The UK and Australia’s so-called Space Bridge, which unlocks trade barriers, academic research opportunities and investment for both sides, has been hailed “best practice” for the global space industry.
The partnership, which has reached its one-year anniversary today, seeks to collaborate on space-related activities, including sharing Earth observation data from satellites.
“The Space Bridge has cultivated strong and important ties between the UK and Australia, both of whom have rapidly growing space industries, and has catalysed investment in this growing sector,” partner at law firm Mayer Brown, Rachael O’Grady told City A.M.
“It has also unlocked new opportunities and has promoted the exchange of resources, knowledge and thought leadership between the two regions, which is such an incredibly important part of the commercialisation of space.”
Companies such as OneWeb, Spire Global UK and Satellite Applications Catapult have so far received funding from the Space Bridge, which raised £250,000 to boost businesses.
But beyond investment, the partnership will help fine-tune global space regulation and policy, O’Grady explained.
“International collaboration has always underpinned national activity in space and its relevance is expressly highlighted by the Outer Space Treaty,” she said.
“Given the numerous gaps that currently preside in the international legal framework governing this field, initiatives such as the Space Bridge are all the more laudable, as they pave the way for best practice initiatives and soft law developments, which will become increasingly relevant with the fast-paced growth in this sector.”
Linklaters associate Danny Greenland agreed, telling City A.M. that the Space Bridge and other agreements are a “bold step” towards solving the “long-standing problem” of regulation in outer space.
“The current international legal framework governing outer space is out-dated and entirely unsuitable to modern commercial space applications,” he added.

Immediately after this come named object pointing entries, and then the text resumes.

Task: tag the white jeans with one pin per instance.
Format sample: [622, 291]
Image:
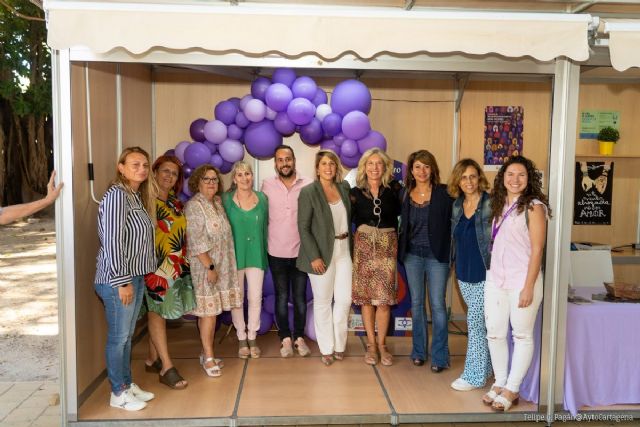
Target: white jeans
[500, 308]
[334, 284]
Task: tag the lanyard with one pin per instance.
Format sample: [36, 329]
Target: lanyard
[495, 227]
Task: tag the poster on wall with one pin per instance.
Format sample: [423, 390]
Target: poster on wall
[594, 187]
[503, 131]
[591, 121]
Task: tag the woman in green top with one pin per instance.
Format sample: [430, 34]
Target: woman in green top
[247, 211]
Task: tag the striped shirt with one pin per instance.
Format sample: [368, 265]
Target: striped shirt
[126, 238]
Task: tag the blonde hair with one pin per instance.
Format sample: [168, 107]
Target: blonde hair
[361, 176]
[148, 189]
[334, 158]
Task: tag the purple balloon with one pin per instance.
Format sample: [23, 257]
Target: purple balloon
[332, 124]
[231, 150]
[197, 154]
[301, 111]
[285, 76]
[235, 132]
[241, 120]
[373, 139]
[215, 131]
[320, 97]
[283, 125]
[259, 87]
[261, 139]
[226, 112]
[278, 97]
[304, 87]
[350, 162]
[211, 146]
[355, 125]
[349, 148]
[180, 150]
[350, 95]
[216, 160]
[255, 110]
[196, 130]
[312, 133]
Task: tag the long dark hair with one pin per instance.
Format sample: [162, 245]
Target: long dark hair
[531, 192]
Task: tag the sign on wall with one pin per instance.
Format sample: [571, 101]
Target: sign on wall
[503, 135]
[594, 187]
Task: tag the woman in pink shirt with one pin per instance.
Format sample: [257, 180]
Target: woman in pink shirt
[513, 291]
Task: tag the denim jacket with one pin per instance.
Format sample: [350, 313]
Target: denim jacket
[482, 225]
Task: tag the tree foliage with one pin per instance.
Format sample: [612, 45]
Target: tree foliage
[25, 102]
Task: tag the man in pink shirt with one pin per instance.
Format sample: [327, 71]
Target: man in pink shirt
[283, 242]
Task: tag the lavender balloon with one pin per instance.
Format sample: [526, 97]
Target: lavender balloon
[285, 76]
[301, 111]
[373, 139]
[283, 125]
[215, 131]
[351, 95]
[231, 150]
[278, 97]
[261, 139]
[332, 124]
[226, 112]
[259, 87]
[196, 130]
[304, 87]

“Arrangements such as the space bridge stand out as the most promising for a to move past prohibitive cold-war era regulations towards a modern international law of outer space that is fit for purpose and adapted to the commercial and technological realities of the modern world.”
And a raft of other countries have already engaged in similar initiatives, Greenland explained.
“Russia and India committed last year to seek mutually beneficial cooperation in space exploration and human space-flight programs, the UK, Australia, the US, Japan and Ukraine, among others, are all signatories to the Artemis Accords, an American-led program focussed on returning humans to the Moon by 2025, and they all participate in the International Space Exploration and Coordination Group focussed on sharing knowledge in support of long-range human space exploration,” he said.
UK Space Agency boss, Dr Paul Bate added: “The Space Bridge is a prime example of how we can join forces with our partners to catalyse investment and help meet the UK’s increased ambitions in space.
“International collaboration is a key pillar of the UK National Space Strategy and we are proud to be working with our Australian colleagues to leverage resources and opportunities from across government, industry, academia, and private investors – driving forward this exciting initiative.”